How, I asked Dine, could the United States get ever get Israel to actually yield occupied territory if it became clear that the Arabs were ready for peace, as in fact became the case after the 1993 Oslo agreement between Israel and the PLO?

Dine responded that although he hoped the day would come when Israeli leaders (and hence the lobby) would be ready for “compromise,” he did not think a president could make Israel do anything it didn’t want to do given the power of the organization he led and “our friends in Congress.”

But then he added a caveat: “Of course, if a president pushed hard enough, and told the American people that the Israeli-Palestinian conflict was damaging U.S. interests and that he had a plan to end it, he would prevail.”

He elaborated: “By that I mean AIPAC would have no choice but to support him. We can never defeat a president who reaches over the heads of AIPAC and Congress and invokes his prerogatives as president of the United States or, even more, the national interest.

The logic behind Dine’s thinking was simply that American Jews would never allow themselves to be perceived as putting Israel’s interests over America’s because (1) that would be bad for Jews and (2) American Jews are Americans before they are anything else.

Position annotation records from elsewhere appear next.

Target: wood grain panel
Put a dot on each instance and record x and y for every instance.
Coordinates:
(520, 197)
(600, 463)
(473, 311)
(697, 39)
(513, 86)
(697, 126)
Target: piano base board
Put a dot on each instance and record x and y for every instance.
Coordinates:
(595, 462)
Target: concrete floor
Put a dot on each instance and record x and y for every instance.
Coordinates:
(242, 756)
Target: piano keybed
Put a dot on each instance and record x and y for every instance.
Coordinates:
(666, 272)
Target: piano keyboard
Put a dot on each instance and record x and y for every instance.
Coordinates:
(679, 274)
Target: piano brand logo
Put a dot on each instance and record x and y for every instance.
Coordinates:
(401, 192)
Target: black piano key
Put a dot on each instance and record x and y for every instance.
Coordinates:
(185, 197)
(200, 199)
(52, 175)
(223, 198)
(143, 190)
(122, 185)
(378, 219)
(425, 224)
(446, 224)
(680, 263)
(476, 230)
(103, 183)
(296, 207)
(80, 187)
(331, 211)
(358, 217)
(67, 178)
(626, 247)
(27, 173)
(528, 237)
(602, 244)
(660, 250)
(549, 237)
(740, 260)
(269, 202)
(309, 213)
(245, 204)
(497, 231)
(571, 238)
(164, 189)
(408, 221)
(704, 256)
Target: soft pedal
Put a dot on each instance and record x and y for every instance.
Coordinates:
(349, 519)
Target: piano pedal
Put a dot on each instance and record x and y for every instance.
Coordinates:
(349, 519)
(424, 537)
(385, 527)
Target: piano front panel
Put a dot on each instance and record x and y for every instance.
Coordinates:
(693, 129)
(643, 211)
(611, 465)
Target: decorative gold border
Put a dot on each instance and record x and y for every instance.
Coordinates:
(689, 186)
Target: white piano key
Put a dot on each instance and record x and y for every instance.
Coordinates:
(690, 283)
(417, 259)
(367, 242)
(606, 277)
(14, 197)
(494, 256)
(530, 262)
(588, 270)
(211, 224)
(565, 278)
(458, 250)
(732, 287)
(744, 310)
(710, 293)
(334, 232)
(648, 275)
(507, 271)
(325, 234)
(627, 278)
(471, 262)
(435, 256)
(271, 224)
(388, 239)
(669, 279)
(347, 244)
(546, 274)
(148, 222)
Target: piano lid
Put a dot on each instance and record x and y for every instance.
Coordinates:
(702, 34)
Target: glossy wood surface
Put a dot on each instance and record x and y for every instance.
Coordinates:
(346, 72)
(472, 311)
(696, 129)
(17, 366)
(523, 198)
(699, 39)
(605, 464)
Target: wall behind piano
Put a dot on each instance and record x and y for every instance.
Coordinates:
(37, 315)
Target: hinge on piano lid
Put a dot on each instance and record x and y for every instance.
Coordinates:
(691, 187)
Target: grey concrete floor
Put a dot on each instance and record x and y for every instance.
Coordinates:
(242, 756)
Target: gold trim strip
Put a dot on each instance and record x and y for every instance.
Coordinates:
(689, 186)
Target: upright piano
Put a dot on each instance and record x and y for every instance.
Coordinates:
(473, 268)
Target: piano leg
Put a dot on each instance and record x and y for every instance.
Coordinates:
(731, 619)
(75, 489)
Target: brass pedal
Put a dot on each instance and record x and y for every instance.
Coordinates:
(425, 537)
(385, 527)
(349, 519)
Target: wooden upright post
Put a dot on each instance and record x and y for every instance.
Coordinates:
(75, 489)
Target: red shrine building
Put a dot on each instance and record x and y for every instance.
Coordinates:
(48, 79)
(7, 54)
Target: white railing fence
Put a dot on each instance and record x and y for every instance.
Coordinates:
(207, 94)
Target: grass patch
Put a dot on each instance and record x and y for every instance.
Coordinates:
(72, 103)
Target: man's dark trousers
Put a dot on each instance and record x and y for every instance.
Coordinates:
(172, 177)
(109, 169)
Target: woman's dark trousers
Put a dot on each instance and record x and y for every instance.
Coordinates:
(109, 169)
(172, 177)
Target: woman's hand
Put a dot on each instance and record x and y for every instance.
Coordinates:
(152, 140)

It is fine to strongly support the Israeli government even when it is at odds with the U.S. government – but only up to a point. The point is when that support clearly contradicts U.S. interests, as defined by the president.

That is why the lobby was so outraged when Reagan administration officials suggested the lobby’s opposition to an arms sale to Saudi Arabia represented the wrong answer to the question of “Reagan or Begin?” That little phrase – “Reagan or Begin” – won the battle for the administration.

That is why any criticism of the lobby that even hints at the lobby’s putting Israel’s interests above America’s produces such fury, hence the recent hysteria over the use of the term “Israel Firster.”

American Jews will not tolerate the suggestion that they are anything but good Americans. Fighting a president over a national security issue is simply not sustainable.

Although a president’s choice for Secretary of Defense is not in really a national security issue, it does get to the question of an American president and his security prerogatives. After all, the Department of Defense personifies U.S. national security. Once President Obama made clear that he would nominate Hagel, the game was over.

Of course, the lobby claims that it actually did not fight to prevent the naming of Hagel. That is just silly. As someone who worked at AIPAC, in Congress and the State Department for 20 years, I know more than most that, when it comes to the Israel issue, nothing happens without the lobby’s involvement.

AIPAC is, like most professional lobbies, highly protective of its role. Its associates and friends, widely quoted in the media as demanding that Hagel not be appointed, would never have been so aggressive without AIPAC’s go-ahead. That is how it works. It always has.

Frankly, I am surprised that the president went ahead over the lobby’s opposition. I am well-known for my belief that it could not be beaten, although I have always offered the caveat that it would be if a president fought back hard.

Obama did, and Chuck Hagel will almost surely be the next Secretary of Defense.

That is good news but far less significant than the implications for peace. As Dine told me all those years ago, if a president pushes for a peace agreement that advances U.S. interests while not harming Israel’s, he will prevail.

That means that he can insist on an end to the occupation and the creation of a viable Palestinian state in the lands Israel has occupied since 1967. As long as Israel’s security is not put at risk (and no president would put it at risk), the president will prevail. This is especially the case because an end to the occupation (with security guarantees for Israel and the new state) would advance Israel’s security not damage it.

The lobby will not be able to block a president determined to end the Israeli-Palestinian conflict on terms fair to both sides. It is like the father of modern Zionism, Theodor Herzl, said: “If you will it, it is no dream.”

It is, as Obama demonstrated with Hagel, just a matter of will.